# Butchering/skinning woodchuck groundhog



## OJ Rallye (Aug 4, 2005)

Help Butchering/skinning woodchuck groundhog
I have a woodchuck in a trap and my grandsone is preparing to skin and butcher.:help:


----------



## charliesbugs (Feb 25, 2007)

Young ones are OK about half grown. Make sure they are cooled out good or better if realy cold ,they skin a lot better.


----------



## big rockpile (Feb 24, 2003)

I always Gut them,split up the Hind Leg,peel the Hide back,hang it by Hind Legs,cut Front Feet off,split up Front Legs,pull Hide down from Hind Legs where you can cut the Tail off,continue to pull the Hide down,get to Front Legs peel it off them,pull it on down,cut the Head off.Cut the Glands off under Legs.

Quarter it,Slow cook until Tender and meat starts to pull from the Bone,put the BBQ Sauce to it and eat up.
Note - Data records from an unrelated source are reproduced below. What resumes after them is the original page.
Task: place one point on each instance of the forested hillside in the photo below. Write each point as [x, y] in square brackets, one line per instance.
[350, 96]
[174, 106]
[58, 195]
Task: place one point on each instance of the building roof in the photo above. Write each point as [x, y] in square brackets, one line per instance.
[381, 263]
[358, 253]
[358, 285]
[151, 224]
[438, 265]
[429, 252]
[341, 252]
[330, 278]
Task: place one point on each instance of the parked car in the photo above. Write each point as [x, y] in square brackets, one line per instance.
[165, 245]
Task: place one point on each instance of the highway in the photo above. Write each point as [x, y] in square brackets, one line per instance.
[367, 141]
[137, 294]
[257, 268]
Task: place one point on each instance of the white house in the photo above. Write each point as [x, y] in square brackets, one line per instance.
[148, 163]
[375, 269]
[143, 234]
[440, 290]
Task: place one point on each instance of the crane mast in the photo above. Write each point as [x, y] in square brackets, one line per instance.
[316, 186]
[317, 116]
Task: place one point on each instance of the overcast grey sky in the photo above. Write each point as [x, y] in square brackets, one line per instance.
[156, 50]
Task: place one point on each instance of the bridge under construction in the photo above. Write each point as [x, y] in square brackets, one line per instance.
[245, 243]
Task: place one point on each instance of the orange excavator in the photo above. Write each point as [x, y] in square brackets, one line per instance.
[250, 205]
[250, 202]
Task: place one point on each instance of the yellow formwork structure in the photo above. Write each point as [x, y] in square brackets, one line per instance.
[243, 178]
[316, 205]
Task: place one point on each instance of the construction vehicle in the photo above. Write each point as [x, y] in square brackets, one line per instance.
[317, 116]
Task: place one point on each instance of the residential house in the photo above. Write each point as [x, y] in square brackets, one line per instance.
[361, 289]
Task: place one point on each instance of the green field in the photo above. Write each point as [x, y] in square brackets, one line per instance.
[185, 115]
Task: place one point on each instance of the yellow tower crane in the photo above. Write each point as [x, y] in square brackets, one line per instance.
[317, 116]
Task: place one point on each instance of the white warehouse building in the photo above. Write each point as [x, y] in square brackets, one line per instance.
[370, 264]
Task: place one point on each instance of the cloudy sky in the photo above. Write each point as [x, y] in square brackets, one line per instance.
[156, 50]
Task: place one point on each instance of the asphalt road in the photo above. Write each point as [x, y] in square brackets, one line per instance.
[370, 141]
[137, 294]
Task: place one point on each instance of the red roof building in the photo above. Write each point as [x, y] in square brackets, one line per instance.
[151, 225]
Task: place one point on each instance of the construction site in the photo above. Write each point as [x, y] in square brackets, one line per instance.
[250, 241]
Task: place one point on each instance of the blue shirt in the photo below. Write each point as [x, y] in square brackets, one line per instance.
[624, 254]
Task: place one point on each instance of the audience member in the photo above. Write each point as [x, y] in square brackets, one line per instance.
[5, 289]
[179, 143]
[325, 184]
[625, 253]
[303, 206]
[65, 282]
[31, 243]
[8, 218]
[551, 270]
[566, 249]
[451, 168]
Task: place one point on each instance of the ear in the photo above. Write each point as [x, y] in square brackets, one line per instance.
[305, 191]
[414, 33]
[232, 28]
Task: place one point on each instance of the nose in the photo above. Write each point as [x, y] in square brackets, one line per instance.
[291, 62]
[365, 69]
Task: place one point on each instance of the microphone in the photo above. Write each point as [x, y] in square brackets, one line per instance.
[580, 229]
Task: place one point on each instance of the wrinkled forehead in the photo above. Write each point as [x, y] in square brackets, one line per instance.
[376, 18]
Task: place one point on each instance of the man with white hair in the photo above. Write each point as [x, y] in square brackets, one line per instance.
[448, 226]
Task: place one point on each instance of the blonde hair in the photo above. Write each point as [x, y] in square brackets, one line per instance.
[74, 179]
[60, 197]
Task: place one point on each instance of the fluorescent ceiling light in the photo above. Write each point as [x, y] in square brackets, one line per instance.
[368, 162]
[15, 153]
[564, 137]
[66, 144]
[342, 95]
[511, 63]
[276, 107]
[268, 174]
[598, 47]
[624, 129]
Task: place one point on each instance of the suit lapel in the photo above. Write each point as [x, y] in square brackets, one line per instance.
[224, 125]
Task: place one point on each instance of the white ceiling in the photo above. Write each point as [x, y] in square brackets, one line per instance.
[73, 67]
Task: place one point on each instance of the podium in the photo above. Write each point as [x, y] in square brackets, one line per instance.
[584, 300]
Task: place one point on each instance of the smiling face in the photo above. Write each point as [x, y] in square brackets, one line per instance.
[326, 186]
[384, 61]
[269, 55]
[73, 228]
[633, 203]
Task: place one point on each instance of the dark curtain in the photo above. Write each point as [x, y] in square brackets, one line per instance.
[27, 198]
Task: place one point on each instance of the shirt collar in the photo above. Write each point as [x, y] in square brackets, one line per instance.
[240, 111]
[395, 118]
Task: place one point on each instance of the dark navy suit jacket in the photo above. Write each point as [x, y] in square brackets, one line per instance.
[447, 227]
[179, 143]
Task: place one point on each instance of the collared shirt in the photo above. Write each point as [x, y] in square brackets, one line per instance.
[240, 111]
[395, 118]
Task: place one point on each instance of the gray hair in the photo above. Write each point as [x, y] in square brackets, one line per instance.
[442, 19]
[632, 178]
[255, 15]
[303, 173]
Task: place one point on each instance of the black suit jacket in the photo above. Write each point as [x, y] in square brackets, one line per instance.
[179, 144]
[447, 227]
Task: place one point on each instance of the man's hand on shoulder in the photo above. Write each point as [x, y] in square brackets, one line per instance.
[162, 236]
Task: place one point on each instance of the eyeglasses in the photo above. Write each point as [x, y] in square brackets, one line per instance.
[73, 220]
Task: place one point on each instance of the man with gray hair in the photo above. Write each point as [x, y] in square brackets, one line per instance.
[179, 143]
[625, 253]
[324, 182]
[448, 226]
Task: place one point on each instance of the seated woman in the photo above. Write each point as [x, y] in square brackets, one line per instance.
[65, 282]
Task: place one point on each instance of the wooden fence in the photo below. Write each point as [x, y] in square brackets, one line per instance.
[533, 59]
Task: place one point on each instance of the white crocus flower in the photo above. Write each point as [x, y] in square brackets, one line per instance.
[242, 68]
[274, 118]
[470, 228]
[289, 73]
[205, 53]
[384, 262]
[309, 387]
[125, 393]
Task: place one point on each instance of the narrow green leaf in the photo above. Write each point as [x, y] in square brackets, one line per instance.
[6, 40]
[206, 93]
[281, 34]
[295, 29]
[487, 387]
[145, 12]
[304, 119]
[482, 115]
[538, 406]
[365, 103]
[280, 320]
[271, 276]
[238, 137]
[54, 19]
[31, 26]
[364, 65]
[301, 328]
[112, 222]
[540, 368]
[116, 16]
Or Parboil it,Bake it seasoned with Salt,Pepper and Sage.

If young just Fry.

big rockpile


----------



## JJ Grandits (Nov 10, 2002)

Why did I know you'd have a recipe?


----------



## poorboy (Apr 15, 2006)

JJ Grandits said:


> Why did I know you'd have a recipe?


:rotfl:


----------



## big rockpile (Feb 24, 2003)

JJ Grandits said:


> Why did I know you'd have a recipe?


:shrug: What! :shrug: What !









big rockpile


----------